Brown improves to 3-2 on the season with a 1.80 ERA, numbers that place him comfortably as Chicago’s ace-in-waiting in a rotation missing Cade Horton, Justin Steele and Matthew Boyd to injury. The Cubs entered this series having won three of their last seven and looking nothing like a team in contention. They leave having swept two games from a Giants club that, at 28-43, cannot afford to donate wins to teams ahead of them in the standings.

Crow-Armstrong’s homer was the obvious turning point, but the Cubs’ 11 hits across the lineup told a wider story. Chicago’s offense has been powered through its top four batters this season, with Crow-Armstrong, Michael Busch, Happ and Ramírez accounting for most of the production in a year when the middle of the order has been inconsistent. Saturday all four contributed. Crow-Armstrong went 3 for 5 with the homer, a double and a single. CBS Sports noted he is now batting .383 in June with five home runs and seven RBI in 11 games this month. Happ drove his 16th home run to the opposite field in the fifth. Ramírez, who has quietly emerged as one of the more productive young bats in the National League, sent his 15th of the season out shortly after.
The only disruption to Chicago’s night came in the fourth inning, when right fielder Seiya Suzuki left the game with discomfort in his right knee after running hard for a fly ball in the outfield. The Cubs offered no update on his status after the game, and with the series finale against Logan Webb scheduled for Sunday, the question of whether Suzuki will be available adds a wrinkle to a club that cannot absorb another significant absence on the position player side.
The Giants’ offensive problems are no less severe than their pitching problems. San Francisco went hitless with runners in scoring position, leaving seven on base while managing only seven hits against a Cubs staff that entered the weekend with one of the more porous road ERAs in the league. Jung Hoo Lee, whose 18-game hitting streak was snapped in the series opener Friday, went 0 for 4 Saturday. Bryce Eldridge, the rookie whose walk-off grand slam against Washington earlier this month had briefly restarted Giants optimism, was held to one hit in four at-bats. Matt Chapman, the offseason acquisition who was supposed to bring lineup stability, went 1 for 4 and stranded two runners.

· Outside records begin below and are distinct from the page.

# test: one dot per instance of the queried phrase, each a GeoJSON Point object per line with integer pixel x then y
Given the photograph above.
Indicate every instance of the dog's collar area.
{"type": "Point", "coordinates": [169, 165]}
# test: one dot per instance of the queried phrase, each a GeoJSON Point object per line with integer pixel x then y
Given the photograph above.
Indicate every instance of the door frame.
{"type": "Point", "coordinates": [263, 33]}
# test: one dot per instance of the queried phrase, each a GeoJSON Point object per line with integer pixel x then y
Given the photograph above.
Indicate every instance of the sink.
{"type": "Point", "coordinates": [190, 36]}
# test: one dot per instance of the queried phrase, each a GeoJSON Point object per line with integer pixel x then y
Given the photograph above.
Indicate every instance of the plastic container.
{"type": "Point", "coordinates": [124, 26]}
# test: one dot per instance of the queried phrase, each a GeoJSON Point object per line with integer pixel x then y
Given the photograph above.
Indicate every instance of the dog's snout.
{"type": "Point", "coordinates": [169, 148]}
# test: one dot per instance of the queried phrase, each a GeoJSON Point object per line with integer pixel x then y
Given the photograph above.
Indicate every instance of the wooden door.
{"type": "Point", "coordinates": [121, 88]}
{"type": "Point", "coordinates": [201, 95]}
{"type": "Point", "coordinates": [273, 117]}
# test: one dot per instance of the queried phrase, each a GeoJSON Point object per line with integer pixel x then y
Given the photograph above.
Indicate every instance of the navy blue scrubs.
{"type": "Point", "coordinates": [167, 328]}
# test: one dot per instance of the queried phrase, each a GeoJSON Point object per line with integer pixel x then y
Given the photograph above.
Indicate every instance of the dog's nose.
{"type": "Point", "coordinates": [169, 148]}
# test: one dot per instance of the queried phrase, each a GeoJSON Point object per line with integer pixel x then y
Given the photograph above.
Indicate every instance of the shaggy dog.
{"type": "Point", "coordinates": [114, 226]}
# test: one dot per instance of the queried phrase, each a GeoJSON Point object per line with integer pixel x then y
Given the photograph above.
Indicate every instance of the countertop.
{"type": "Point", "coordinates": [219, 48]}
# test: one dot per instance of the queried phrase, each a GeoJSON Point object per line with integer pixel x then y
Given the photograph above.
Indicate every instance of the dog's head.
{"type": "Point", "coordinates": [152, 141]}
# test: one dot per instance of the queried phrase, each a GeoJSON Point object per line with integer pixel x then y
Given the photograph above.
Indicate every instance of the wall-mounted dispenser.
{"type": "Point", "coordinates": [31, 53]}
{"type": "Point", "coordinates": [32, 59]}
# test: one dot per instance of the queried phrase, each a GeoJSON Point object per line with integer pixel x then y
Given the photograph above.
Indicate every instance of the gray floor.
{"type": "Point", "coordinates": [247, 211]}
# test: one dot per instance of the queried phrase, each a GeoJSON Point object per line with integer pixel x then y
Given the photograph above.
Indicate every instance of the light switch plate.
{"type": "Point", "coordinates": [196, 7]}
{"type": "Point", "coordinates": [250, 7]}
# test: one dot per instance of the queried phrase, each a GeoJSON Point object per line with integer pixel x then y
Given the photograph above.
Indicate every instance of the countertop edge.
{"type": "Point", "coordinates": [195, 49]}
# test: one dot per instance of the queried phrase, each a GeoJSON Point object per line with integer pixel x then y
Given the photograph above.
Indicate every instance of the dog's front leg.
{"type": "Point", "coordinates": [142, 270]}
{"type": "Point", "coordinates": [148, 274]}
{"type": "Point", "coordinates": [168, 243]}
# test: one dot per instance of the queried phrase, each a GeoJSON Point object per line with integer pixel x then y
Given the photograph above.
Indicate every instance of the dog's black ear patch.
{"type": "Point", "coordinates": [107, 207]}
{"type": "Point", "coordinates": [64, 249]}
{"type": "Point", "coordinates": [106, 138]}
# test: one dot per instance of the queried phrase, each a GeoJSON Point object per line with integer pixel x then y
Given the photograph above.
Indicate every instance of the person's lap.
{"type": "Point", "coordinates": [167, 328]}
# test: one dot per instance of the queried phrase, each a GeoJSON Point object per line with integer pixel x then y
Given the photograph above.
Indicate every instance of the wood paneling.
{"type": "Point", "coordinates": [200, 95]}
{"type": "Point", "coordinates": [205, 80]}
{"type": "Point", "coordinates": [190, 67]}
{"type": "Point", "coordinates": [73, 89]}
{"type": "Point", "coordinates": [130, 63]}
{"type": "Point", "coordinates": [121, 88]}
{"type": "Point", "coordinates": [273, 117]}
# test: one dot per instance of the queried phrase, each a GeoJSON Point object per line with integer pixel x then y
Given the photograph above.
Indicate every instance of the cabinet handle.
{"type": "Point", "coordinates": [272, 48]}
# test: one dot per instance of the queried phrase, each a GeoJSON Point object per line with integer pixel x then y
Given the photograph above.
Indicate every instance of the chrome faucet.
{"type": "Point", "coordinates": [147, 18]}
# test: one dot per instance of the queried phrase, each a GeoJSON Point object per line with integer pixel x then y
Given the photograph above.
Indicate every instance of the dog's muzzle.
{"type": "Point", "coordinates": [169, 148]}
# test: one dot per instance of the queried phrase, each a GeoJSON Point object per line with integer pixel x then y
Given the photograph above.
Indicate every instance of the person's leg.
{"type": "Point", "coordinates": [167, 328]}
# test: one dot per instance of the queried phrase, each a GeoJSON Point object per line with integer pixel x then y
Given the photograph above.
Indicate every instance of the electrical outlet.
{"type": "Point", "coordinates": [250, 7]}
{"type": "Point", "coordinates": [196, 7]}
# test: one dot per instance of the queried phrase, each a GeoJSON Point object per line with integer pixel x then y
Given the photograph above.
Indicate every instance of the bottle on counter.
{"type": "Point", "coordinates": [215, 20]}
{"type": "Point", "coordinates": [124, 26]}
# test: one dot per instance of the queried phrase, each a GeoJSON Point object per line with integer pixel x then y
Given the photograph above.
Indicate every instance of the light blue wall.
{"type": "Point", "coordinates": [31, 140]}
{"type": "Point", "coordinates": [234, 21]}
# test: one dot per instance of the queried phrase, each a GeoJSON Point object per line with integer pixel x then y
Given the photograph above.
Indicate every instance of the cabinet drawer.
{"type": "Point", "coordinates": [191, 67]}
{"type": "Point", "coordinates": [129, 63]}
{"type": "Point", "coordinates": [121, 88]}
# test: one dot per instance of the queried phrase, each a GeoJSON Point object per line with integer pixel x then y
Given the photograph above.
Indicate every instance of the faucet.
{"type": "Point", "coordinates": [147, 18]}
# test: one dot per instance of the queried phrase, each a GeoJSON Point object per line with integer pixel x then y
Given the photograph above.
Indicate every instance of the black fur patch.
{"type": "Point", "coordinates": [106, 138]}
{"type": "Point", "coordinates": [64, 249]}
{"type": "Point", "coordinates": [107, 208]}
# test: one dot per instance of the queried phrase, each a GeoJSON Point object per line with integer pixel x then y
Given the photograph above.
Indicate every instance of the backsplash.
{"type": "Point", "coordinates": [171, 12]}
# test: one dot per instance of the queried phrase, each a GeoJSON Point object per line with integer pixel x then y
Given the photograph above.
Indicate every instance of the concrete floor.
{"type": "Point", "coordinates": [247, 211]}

The Cubs hold a two-games-to-none lead in the three-game set. Eastern Herald previously reported on the Giants’ 18-3 rout at Wrigley just nine days ago, and Chapman’s walk-off single at Wrigley the following Sunday completed a series win for San Francisco that made this Oracle Park reversal all the more striking. The Cubs have scored 11 runs in two games here without needing a single relief pitcher to throw more than two innings.
Sunday’s series finale brings a different challenge. Logan Webb, San Francisco’s ace, makes his return to the rotation after recovering from right knee bursitis that had sidelined him for weeks. Webb carries a 3.88 ERA and has been sharp since his return. Chicago counters with Colin Rea, whose 5.19 ERA in 2026 represents the soft underside of a rotation held together partly by faith. Whether the Cubs can extend their run against a healthier Giants starter, and whether Suzuki will be in right field when they try, are the two questions that Saturday’s dominant performance left conspicuously open.
Crow-Armstrong, who was named NL Player of the Week last week, has nine home runs since May 1. The 22-year-old center fielder who was once considered a defensive specialist first is now carrying the top of an offense that needs him to be everything: table-setter, power threat, on-base machine. For one swing Saturday, on one pitch, he was all three simultaneously.